Sql Server update/insert
I had a project where I needed to have a SQL Server database replicate/mirror another database. The goal was to import a huge set of ascii files (each file representing a table), and perform bulk inserts. This was done once a month to ensure that the entire database was exactly up to date. Additionally, every day there would be a set of addendum tables. This was a much smaller set of tables that contained a relatively small amount of data, and some records would need to be inserted while others needed to be updated.
In order to ensure that we do not add duplicate records, I needed a way to go through the entire addendum/change file and find records that already exist versus the ones which are new. The typical approach would be to loop through each record and check to see if the item already exists. If it does, we need to update, if not we need to insert. While this is a straightforward approach, the problem was that is that it required writing an UPDATE statement that would require naming every single column. There were over 50 tables, so it would have required writing a unique update statement for each of them. It also would involve using Cursors to loop through each record of the temporary addendum table. I needed an easier approach as the project was time sensitive.

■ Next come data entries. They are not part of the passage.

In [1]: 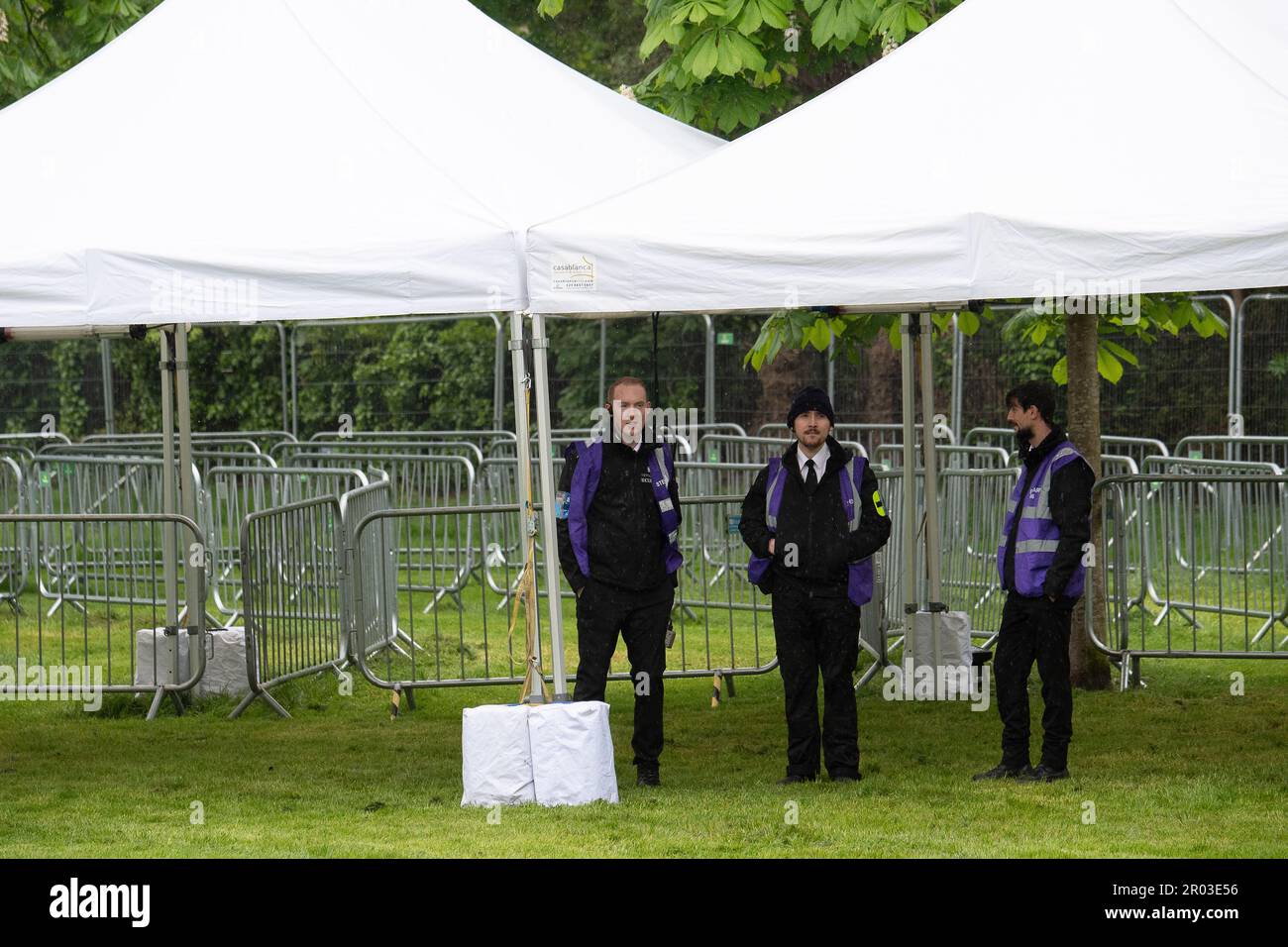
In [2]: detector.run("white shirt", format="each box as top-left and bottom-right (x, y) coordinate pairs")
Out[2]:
(796, 441), (832, 480)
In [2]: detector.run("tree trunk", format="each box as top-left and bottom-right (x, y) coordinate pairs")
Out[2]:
(1065, 313), (1112, 690)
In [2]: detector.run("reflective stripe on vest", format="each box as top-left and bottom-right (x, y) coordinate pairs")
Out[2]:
(568, 440), (684, 576)
(997, 441), (1086, 598)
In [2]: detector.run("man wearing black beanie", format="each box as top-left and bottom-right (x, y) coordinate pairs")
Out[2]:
(739, 386), (890, 784)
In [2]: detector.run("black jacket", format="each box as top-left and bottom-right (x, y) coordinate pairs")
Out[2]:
(738, 437), (890, 598)
(1002, 425), (1096, 598)
(558, 441), (683, 592)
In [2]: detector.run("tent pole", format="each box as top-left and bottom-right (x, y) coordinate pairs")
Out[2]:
(510, 312), (549, 703)
(98, 335), (116, 434)
(532, 312), (570, 703)
(174, 323), (206, 690)
(949, 316), (966, 443)
(595, 320), (607, 402)
(693, 313), (716, 425)
(921, 313), (945, 668)
(490, 313), (504, 433)
(827, 333), (836, 407)
(161, 327), (179, 636)
(899, 313), (918, 623)
(273, 322), (291, 430)
(291, 325), (300, 438)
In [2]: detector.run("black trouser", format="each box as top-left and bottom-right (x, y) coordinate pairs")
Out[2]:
(993, 591), (1073, 770)
(773, 579), (859, 779)
(572, 579), (675, 767)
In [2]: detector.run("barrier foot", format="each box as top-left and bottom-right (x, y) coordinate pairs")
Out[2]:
(228, 690), (291, 720)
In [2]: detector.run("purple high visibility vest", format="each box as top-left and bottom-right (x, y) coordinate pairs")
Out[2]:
(747, 456), (873, 607)
(997, 441), (1086, 598)
(568, 441), (684, 576)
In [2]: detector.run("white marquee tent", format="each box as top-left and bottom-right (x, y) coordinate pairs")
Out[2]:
(528, 0), (1288, 313)
(0, 0), (722, 689)
(0, 0), (720, 329)
(528, 0), (1288, 664)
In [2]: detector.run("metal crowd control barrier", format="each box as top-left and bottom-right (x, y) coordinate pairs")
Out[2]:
(697, 434), (868, 466)
(81, 430), (295, 454)
(348, 496), (777, 690)
(1175, 434), (1288, 471)
(340, 480), (404, 660)
(1100, 434), (1168, 476)
(0, 430), (72, 451)
(36, 441), (274, 489)
(962, 428), (1015, 454)
(1142, 458), (1285, 644)
(284, 453), (483, 612)
(873, 443), (1010, 471)
(205, 467), (368, 627)
(0, 513), (207, 719)
(309, 429), (518, 458)
(0, 442), (36, 471)
(277, 438), (483, 469)
(756, 421), (957, 458)
(1085, 472), (1288, 688)
(26, 454), (205, 616)
(231, 496), (348, 719)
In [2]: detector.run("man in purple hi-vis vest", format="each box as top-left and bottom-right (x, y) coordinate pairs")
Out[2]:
(555, 377), (683, 786)
(738, 388), (890, 784)
(974, 381), (1096, 783)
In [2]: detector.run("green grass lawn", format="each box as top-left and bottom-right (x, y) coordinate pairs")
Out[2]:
(0, 644), (1288, 857)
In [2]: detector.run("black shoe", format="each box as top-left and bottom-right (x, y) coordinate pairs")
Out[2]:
(971, 763), (1033, 783)
(1018, 763), (1069, 783)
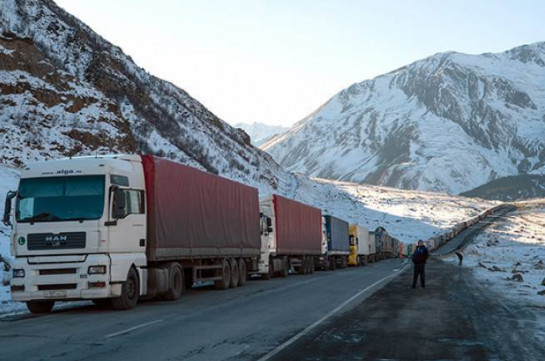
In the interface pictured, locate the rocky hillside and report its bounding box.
[262,43,545,193]
[0,0,291,189]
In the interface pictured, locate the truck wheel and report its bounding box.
[112,267,140,310]
[163,262,184,301]
[261,256,275,280]
[229,258,240,288]
[238,258,248,287]
[184,268,193,290]
[329,257,337,271]
[214,259,231,290]
[26,301,55,313]
[280,256,290,277]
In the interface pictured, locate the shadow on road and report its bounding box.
[273,258,545,361]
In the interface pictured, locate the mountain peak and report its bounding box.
[262,43,545,193]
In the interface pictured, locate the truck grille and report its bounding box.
[28,232,85,251]
[40,268,77,276]
[38,283,78,291]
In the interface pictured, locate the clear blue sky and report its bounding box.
[56,0,545,125]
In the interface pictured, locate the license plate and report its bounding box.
[44,290,66,298]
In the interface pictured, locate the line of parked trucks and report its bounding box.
[3,155,502,313]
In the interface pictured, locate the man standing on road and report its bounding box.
[412,239,428,288]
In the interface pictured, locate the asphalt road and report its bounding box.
[270,258,545,361]
[0,260,403,361]
[433,206,517,256]
[268,208,545,361]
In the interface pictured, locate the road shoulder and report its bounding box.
[273,259,545,361]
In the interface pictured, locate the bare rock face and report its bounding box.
[511,273,524,282]
[262,43,545,194]
[0,0,291,189]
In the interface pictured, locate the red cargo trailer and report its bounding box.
[259,194,322,277]
[142,155,261,289]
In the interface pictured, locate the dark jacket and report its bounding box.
[413,246,429,264]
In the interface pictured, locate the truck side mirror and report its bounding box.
[2,191,17,227]
[112,188,126,219]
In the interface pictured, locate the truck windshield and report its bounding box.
[16,175,105,222]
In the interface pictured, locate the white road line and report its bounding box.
[104,320,163,338]
[257,265,409,361]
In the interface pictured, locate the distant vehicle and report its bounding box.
[259,194,322,278]
[348,224,374,266]
[320,215,350,270]
[3,155,499,313]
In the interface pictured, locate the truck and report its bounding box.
[348,224,371,266]
[258,194,322,278]
[3,155,261,313]
[320,215,350,270]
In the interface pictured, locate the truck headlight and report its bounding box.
[13,269,25,278]
[87,266,106,275]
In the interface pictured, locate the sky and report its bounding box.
[55,0,545,126]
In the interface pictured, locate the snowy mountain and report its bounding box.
[262,43,545,193]
[235,122,289,147]
[0,0,291,190]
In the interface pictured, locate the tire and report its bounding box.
[163,262,184,301]
[26,301,55,314]
[261,257,274,280]
[329,257,337,271]
[229,258,240,288]
[238,258,248,287]
[297,257,307,275]
[214,259,231,290]
[112,267,140,310]
[184,268,193,290]
[93,298,112,307]
[280,256,290,278]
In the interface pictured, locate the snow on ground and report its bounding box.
[452,204,545,310]
[0,166,495,314]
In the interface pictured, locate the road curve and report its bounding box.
[0,260,403,361]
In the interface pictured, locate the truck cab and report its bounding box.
[4,155,146,312]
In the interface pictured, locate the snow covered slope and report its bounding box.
[262,43,545,194]
[235,122,289,147]
[0,0,291,189]
[0,162,494,314]
[452,204,545,310]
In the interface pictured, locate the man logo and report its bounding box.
[45,235,68,248]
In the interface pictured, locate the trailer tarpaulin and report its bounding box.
[142,155,261,261]
[273,194,322,255]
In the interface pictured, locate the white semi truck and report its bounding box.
[3,155,261,313]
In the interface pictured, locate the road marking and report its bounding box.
[104,320,163,338]
[257,265,409,361]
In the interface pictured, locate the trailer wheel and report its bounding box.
[280,259,290,277]
[329,257,337,271]
[184,268,193,290]
[112,267,140,310]
[26,301,55,313]
[214,259,231,290]
[238,258,248,287]
[229,258,240,288]
[163,262,184,301]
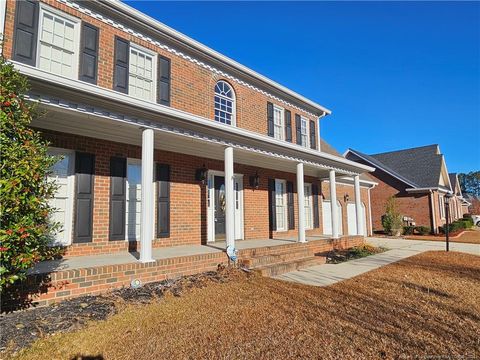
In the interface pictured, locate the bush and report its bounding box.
[415,226,430,235]
[403,226,415,235]
[0,56,57,292]
[440,220,466,234]
[382,196,403,235]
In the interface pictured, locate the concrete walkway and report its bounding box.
[276,238,480,286]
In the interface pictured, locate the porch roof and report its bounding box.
[15,63,374,176]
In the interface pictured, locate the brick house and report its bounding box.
[344,145,465,233]
[1,0,375,306]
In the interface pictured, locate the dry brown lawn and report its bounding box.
[7,252,480,360]
[405,228,480,244]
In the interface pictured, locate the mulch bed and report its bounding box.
[326,245,387,264]
[0,267,240,358]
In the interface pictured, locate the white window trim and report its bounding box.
[35,2,81,79]
[48,147,75,246]
[300,116,311,149]
[273,104,285,141]
[275,179,288,232]
[304,183,313,230]
[213,80,237,127]
[128,42,158,104]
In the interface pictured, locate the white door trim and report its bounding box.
[206,170,244,242]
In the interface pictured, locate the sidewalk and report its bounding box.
[275,238,480,286]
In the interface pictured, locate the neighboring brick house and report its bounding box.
[345,145,464,233]
[2,0,374,262]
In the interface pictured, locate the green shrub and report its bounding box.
[382,196,403,235]
[403,226,415,235]
[0,57,58,291]
[415,226,430,235]
[440,220,468,234]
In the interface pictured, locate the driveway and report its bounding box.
[275,237,480,286]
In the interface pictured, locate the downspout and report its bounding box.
[430,190,437,234]
[368,186,375,236]
[0,0,7,55]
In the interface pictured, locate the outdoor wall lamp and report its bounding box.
[250,171,260,190]
[195,164,208,184]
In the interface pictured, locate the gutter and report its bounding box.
[99,0,332,115]
[9,60,375,172]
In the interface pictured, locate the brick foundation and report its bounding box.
[2,236,364,310]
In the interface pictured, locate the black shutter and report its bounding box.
[157,56,171,106]
[287,181,295,230]
[12,0,39,66]
[285,110,292,142]
[78,22,98,84]
[113,36,130,94]
[73,152,95,243]
[310,120,317,149]
[295,114,302,145]
[268,179,277,231]
[110,157,127,240]
[267,102,275,137]
[312,184,320,229]
[156,164,170,238]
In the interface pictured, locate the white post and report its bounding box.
[140,129,154,262]
[329,170,339,239]
[297,163,306,243]
[353,175,365,235]
[225,146,235,247]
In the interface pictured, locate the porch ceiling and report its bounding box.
[32,105,334,177]
[24,69,373,177]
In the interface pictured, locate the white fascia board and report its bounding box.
[11,61,375,173]
[405,187,451,194]
[100,0,332,115]
[343,149,416,190]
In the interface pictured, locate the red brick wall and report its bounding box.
[43,131,368,256]
[362,170,432,230]
[3,0,318,143]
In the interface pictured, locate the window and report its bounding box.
[275,179,287,231]
[273,105,285,140]
[300,116,310,148]
[215,81,235,125]
[304,184,313,229]
[37,4,80,78]
[128,44,155,101]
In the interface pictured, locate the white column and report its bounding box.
[353,175,365,235]
[225,147,235,247]
[297,163,306,243]
[140,129,155,262]
[329,170,339,239]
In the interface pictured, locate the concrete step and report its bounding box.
[254,256,326,276]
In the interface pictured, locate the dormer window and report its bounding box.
[215,80,235,125]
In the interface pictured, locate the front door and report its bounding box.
[213,176,226,240]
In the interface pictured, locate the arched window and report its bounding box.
[215,80,235,125]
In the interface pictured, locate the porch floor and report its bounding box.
[29,236,329,274]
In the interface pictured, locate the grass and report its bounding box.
[7,252,480,359]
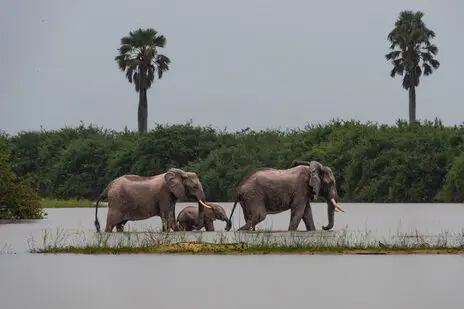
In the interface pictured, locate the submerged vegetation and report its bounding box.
[4,120,464,207]
[30,226,464,254]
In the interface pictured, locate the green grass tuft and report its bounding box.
[41,198,108,208]
[30,226,464,254]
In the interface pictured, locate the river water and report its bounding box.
[0,203,464,309]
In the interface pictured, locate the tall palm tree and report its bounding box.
[385,10,440,123]
[114,28,171,134]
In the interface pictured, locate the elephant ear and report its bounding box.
[309,165,321,198]
[321,166,335,185]
[164,168,185,199]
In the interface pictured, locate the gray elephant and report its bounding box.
[177,203,232,231]
[226,161,344,231]
[95,168,210,232]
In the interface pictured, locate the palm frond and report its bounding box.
[114,28,171,92]
[385,10,440,89]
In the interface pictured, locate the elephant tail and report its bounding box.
[94,186,109,233]
[225,195,240,232]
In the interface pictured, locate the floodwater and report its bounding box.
[0,203,464,309]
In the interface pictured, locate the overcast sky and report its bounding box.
[0,0,464,133]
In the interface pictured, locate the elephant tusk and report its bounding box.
[330,198,345,212]
[198,200,211,208]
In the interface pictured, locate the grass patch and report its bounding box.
[41,198,108,208]
[26,225,464,255]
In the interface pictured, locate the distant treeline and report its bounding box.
[2,120,464,202]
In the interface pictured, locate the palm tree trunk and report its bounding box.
[137,65,148,135]
[409,87,416,123]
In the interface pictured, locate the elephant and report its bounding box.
[94,168,210,232]
[226,161,344,231]
[177,203,232,231]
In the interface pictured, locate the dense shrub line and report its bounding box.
[0,120,464,202]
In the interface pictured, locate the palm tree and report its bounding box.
[114,28,171,134]
[385,11,440,123]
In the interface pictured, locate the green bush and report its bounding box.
[0,136,43,219]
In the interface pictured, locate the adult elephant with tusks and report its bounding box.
[226,161,344,231]
[95,168,210,232]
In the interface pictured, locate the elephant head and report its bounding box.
[164,168,211,224]
[292,161,345,230]
[208,203,232,231]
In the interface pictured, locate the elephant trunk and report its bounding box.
[223,217,232,231]
[322,201,335,231]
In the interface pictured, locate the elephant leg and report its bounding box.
[303,201,316,231]
[105,209,122,233]
[169,206,179,232]
[205,220,214,232]
[160,212,169,232]
[116,220,127,232]
[288,204,306,231]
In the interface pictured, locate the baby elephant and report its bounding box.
[177,203,232,231]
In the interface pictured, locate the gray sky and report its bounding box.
[0,0,464,133]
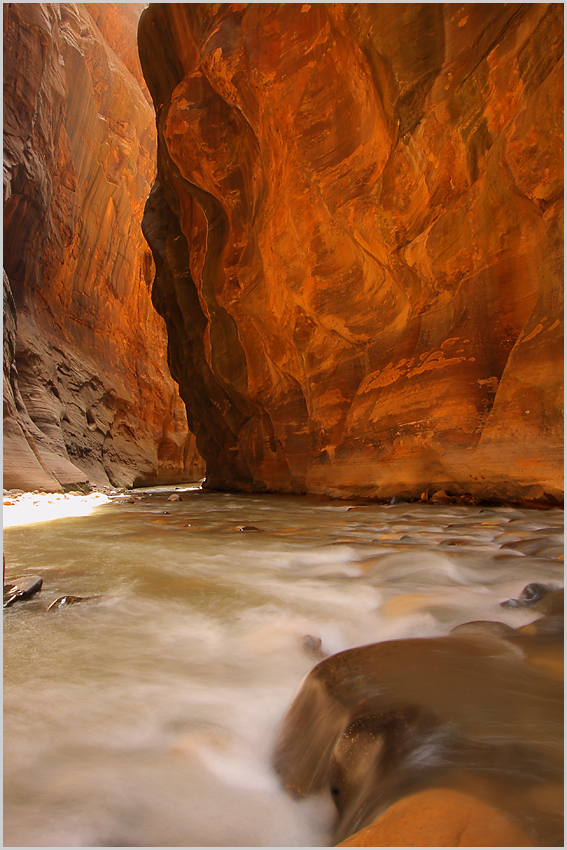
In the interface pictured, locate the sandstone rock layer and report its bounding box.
[139,3,563,503]
[4,3,204,490]
[337,788,533,847]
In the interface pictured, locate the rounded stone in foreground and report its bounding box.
[336,788,534,847]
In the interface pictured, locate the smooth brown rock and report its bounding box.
[337,788,533,847]
[4,3,202,491]
[139,3,563,504]
[273,630,563,846]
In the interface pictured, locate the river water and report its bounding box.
[4,487,563,847]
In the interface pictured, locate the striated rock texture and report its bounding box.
[139,3,563,502]
[4,3,204,490]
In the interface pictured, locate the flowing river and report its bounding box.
[4,486,563,847]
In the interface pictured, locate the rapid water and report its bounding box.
[4,488,563,847]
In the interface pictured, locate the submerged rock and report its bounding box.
[500,580,563,613]
[274,623,563,845]
[47,595,100,611]
[4,576,43,608]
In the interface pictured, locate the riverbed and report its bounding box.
[4,485,563,847]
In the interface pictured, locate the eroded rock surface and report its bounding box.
[139,3,563,502]
[4,3,204,491]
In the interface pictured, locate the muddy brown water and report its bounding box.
[4,488,563,847]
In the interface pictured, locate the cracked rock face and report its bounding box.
[139,4,563,502]
[4,3,204,490]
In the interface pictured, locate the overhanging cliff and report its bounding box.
[139,4,563,502]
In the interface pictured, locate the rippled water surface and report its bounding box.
[4,488,563,846]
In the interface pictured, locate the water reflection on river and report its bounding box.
[4,488,563,846]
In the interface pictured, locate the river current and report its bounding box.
[4,480,563,847]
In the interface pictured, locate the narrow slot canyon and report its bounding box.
[3,3,564,847]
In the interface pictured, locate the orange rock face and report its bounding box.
[4,3,204,490]
[139,4,563,503]
[337,788,533,847]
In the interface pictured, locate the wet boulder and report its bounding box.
[4,576,43,608]
[338,788,533,847]
[500,581,563,613]
[274,631,563,845]
[47,594,99,611]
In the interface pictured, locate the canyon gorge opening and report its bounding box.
[4,4,563,504]
[3,3,564,846]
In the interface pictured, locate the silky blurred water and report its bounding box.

Since the tables had their own keys, and since we did not use identity columns as the primary key, I took advantage of that. This is what I came up with:
DELETE from MAIN_TABLE Where KEYFIELD in (Select KEYFIELD from TEMP_TABLE). INSERT INTO MAIN_TABLE SELECT * FROM TEMP_TABLE
Where MAIN_TABLE is the full table and TEMP_TABLE is a temporary sql server table that holds the addendum/changes. It's pretty straightforward. I remove all records from the original table that exist in the daily addendum/change files, and then I insert them all back into the main table. This involves no UPDATEs, just inserts. Since the tables match up exactly, there's no need to specify column names, and I can do this very easily for all 50+ tables.
One thing to keep in mind is that the main database files were pretty big while the update files were pretty small. Tens of thousands of records in main table compared to tens or hundreds in "update" file/table. If this wasn't the case, I wouldn't recommend this approach.